The tab will be tallied. This is unavoidable. Who pays and when, this we are bickering about. But make no mistake, it is simply a delusional delay.

Until we start to incorporate a different accounting methodology (integral accounting) that takes into consideration the all-in-cost of what we do, we are living in the delusion that we can get away with our many years of blindness, or sheer willful ignorance.

Part of globalisation at the spiritual level (now manifesting at the physical level) is the ever dawning realisation that we are all one.  Truly I cannot do anything in my little isolated world and not deny the consequences. We no longer have that luxury. The people in the Maldives are paying for us now. As are the people in Tuvalu, and Bangladesh. The Amazon…the list is long….and painful. Animals…species, extinction…and yes, some of us privileged westerners are starting to pay. The confluence of the GFC and climate change, our health system, over population, all of these things are now showing up in a perfect storm that will effect all of us, even the 1%. In different ways, for sure. But there is no ‘there’ we can run away to. My air is your air. My sea is your sea. A virus is spread in the same air and water…
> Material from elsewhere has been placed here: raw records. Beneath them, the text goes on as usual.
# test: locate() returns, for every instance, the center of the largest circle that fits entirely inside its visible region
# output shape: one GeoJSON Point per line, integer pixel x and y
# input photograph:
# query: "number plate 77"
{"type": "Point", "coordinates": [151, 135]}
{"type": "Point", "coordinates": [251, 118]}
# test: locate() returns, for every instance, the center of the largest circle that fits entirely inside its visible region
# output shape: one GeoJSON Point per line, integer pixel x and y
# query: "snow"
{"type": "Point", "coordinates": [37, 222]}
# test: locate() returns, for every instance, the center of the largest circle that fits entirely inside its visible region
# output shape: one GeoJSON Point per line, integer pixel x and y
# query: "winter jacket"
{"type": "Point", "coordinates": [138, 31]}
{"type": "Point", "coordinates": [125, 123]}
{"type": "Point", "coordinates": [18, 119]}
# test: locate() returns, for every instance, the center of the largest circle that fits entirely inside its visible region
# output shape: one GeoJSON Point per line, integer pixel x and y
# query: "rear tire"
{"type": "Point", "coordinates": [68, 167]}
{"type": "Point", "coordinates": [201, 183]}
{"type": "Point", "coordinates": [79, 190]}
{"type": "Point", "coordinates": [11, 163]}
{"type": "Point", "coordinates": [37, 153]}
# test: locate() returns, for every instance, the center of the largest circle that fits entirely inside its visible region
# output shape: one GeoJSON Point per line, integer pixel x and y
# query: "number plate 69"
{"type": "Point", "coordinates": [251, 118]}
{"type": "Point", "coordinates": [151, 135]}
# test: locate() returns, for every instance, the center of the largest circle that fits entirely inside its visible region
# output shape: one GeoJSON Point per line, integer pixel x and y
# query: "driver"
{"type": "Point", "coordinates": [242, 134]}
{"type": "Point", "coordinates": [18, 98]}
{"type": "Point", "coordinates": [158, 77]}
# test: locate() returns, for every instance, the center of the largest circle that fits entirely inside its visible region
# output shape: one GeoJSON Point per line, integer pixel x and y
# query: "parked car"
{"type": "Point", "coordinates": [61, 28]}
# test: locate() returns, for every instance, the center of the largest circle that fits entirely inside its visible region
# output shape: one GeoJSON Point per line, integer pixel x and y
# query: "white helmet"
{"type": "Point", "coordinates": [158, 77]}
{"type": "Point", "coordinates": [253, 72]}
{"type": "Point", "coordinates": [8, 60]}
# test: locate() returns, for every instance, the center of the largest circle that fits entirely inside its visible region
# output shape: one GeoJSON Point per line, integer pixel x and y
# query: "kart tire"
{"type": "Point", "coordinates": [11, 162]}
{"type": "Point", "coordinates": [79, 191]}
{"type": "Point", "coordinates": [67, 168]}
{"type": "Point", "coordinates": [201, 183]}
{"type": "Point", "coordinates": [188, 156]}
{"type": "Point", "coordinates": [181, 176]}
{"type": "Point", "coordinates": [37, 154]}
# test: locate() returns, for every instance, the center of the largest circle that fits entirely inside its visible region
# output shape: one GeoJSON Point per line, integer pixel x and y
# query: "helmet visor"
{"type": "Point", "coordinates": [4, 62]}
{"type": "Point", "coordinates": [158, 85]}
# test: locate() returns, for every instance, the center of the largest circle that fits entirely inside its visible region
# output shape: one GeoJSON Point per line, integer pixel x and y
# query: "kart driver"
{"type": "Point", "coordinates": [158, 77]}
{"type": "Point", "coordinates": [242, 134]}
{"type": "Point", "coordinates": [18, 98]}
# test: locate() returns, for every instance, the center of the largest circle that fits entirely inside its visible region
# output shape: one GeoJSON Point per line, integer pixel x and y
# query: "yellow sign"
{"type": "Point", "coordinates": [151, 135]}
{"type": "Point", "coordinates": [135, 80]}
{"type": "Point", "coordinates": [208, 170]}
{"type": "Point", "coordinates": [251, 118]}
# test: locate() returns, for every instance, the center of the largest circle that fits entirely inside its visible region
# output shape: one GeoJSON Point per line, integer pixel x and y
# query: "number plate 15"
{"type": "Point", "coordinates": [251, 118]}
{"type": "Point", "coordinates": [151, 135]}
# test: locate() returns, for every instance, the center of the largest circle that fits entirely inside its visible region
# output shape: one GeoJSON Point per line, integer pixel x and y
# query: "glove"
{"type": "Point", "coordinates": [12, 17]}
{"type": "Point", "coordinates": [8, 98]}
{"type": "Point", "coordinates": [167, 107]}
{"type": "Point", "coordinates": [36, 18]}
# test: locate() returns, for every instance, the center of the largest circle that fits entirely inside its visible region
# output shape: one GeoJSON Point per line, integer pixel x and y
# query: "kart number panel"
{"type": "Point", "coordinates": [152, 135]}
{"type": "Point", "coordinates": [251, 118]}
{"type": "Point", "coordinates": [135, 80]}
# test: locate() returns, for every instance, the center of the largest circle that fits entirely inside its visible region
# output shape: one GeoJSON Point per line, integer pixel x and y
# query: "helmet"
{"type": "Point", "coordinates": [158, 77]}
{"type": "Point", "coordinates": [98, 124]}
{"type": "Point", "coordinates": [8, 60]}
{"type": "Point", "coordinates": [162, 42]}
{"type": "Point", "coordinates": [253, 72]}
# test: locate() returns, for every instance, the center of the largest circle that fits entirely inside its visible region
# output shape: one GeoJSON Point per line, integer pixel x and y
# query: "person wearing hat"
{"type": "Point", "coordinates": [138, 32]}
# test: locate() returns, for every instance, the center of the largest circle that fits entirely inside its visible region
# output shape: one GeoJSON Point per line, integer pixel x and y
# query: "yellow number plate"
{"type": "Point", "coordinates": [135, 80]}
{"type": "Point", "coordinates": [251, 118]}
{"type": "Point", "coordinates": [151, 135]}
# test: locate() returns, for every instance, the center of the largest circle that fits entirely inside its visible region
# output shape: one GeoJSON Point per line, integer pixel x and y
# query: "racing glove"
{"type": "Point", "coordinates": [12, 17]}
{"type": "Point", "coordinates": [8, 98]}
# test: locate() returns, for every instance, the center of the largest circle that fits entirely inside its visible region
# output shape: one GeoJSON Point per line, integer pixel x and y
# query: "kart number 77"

Getting fit and eating healthy food after years of indulgence hurts, in the short term. Few people enjoy that initial transition. But most people who stick with it, actually discover a vitality they had not even realised they had lost. To choose consciously to pay the all-in-price for everything we do will hurt, big time. Big changes in lifestyle will need to be made. We all know this, at some level, and are seeking to delay the arrival time for as long as we can. I propose that on the other side, when we are living with full consciousness of ‘we are all one’, then we will discover a vitality and humanity that we have long forgotten.

In the current movie, “In Time” there is a quote, repeated several times, that for a few to be immortal, many must die. Will, the character played by Justin Timberlake, has a response. “No one should be immortal if even one person has to die.” Idealistic, sure. But anything less reduces us to the lizards that we have evolved from.

Your thoughts?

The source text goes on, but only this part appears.